Bedreiging van arrestantenwacht en onbruikbaar maken van eigendom van Politie Den Helder

In deze zaak heeft het gerechtshof Amsterdam op 28 april 2021 uitspraak gedaan in hoger beroep tegen een vonnis van de politierechter in de rechtbank Noord-Holland. De verdachte, geboren in 1995 en thans gedetineerd in PI Vught, was eerder vrijgesproken van enkele beschuldigingen, maar werd veroordeeld voor bedreiging van een arrestantenwacht en het onbruikbaar maken van een toilet dat toebehoorde aan de Politie Den Helder. De bedreigingen vonden plaats op 7 augustus 2018 in Den Helder, waarbij de verdachte dreigende woorden richtte aan twee slachtoffers. Het hof oordeelde dat de bedreiging met enig misdrijf tegen het leven gericht wettig en overtuigend bewezen was, evenals het onbruikbaar maken van het toilet. De verdachte werd vrijgesproken van een derde tenlastegelegde feit, omdat niet kon worden vastgesteld tegen wie de bedreigingen waren gericht. Het hof legde een gevangenisstraf van één week op, rekening houdend met de ernst van de feiten en de omstandigheden waaronder deze zijn begaan. Tevens werd de vordering van de benadeelde partij, Politie Den Helder, tot schadevergoeding van € 48,00 toegewezen, vermeerderd met wettelijke rente.

Uitspraak

afdeling strafrecht
parketnummer: 23-003672-18
datum uitspraak: 28 april 2021
TEGENSPRAAK (gemachtigd raadsman)
Verkort arrest van het gerechtshof Amsterdam gewezen op het hoger beroep, ingesteld tegen het vonnis van de politierechter in de rechtbank Noord-Holland van 12 oktober 2018 in de strafzaak onder parketnummer 15-156969-18 tegen
[verdachte],
geboren te [geboorteplaats] op [geboortedag] 1995,
thans uit anderen hoofde gedetineerd in PI Vught - Nieuw Vosseveld 2 LAA te Vught.

Onderzoek van de zaak

Dit arrest is gewezen naar aanleiding van het onderzoek ter terechtzitting in hoger beroep van 14 april 2021 en, overeenkomstig het bepaalde bij artikel 422, tweede lid, van het Wetboek van Strafvordering, naar aanleiding van het onderzoek ter terechtzitting in eerste aanleg.
Namens de verdachte is hoger beroep ingesteld tegen voormeld vonnis.
Het hof heeft kennisgenomen van de vordering van de advocaat-generaal en van hetgeen door de raadsman naar voren is gebracht.

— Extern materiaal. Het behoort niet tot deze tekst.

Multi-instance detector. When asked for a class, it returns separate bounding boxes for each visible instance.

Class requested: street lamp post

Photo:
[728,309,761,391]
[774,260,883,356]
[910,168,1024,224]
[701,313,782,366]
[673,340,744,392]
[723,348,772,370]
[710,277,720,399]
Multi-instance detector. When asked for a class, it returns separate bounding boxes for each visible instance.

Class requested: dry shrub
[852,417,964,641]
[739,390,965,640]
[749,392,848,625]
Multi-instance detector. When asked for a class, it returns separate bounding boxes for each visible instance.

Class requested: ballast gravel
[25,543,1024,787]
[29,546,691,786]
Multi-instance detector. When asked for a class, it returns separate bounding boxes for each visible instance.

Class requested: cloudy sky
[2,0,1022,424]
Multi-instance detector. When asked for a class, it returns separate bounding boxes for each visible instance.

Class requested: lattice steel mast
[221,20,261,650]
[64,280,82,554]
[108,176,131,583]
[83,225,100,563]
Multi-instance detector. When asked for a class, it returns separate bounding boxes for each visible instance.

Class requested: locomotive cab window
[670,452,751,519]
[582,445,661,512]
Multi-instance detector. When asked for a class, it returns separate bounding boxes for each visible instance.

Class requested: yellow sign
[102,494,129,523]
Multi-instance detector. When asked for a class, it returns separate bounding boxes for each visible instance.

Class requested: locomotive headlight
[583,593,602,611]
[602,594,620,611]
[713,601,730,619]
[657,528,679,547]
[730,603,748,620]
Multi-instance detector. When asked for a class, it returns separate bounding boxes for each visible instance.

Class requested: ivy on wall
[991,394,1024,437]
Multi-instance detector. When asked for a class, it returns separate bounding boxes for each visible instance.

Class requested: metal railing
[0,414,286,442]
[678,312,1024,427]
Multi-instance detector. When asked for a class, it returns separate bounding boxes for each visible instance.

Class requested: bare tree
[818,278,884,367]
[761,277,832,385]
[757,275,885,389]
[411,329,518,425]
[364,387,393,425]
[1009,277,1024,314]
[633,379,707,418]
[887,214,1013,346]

Omvang van het hoger beroep

De politierechter heeft de verdachte bij voormeld vonnis vrijgesproken van hetgeen aan hem onder 1 is ten laste gelegd en hem veroordeeld voor hetgeen aan hem onder 2, 3 en 4 is ten laste gelegd. Op 19 oktober 2018 is bij akte tegen dit vonnis – namens de verdachte – beperkt hoger beroep ingesteld, te weten enkel tegen de beslissingen van de politierechter ten aanzien van het onder 2, 3 en 4 tenlastegelegde. Het hoger beroep is aldus (slechts) aan het oordeel van het hof onderworpen voor zover dit ziet op deze beslissingen.

Tenlastelegging

Aan de verdachte is, voor zover aan het oordeel van het hof onderworpen, tenlastegelegd dat:
2.
hij op of omstreeks 7 augustus 2018 te Den Helder [slachtoffer 1] (arrestantenwacht) heeft bedreigd met enig misdrijf tegen het leven gericht en/of met zware mishandeling, door die [slachtoffer 1] dreigend de woorden toe te voegen "Ik onthoud gezichten en wanneer ik je tegenkom in de stad ga je eraan" en/of "I kill you", althans woorden van gelijke dreigende aard of strekking;
3.
hij op of omstreeks 7 augustus 2018 te Den Helder [slachtoffer 2] heeft bedreigd met enig misdrijf tegen het leven gericht en/of met zware mishandeling, door die [slachtoffer 2] dreigend de woorden toe te voegen "I kill you, I kill you mother, I kill your daughter" en/of "Fuck your mother, your wife, your daughter", althans woorden van gelijke dreigende aard of strekking;
4.
hij op of omstreeks 7 augustus 2018 te Den Helder opzettelijk en wederrechtelijk een toilet (van cel 2), in elk geval enig goed, dat geheel of ten dele aan een ander, te weten aan Politie Den Helder toebehoorde, heeft vernield, beschadigd, onbruikbaar gemaakt en/of weggemaakt.
Voor zover in de tenlastelegging taal- en/of schrijffouten voorkomen, zal het hof deze verbeterd lezen. De verdachte wordt daardoor niet in de verdediging geschaad.

Vonnis waarvan beroep

Het vonnis waarvan beroep zal worden vernietigd, omdat het hof tot een andere bewezenverklaring komt dan de politierechter.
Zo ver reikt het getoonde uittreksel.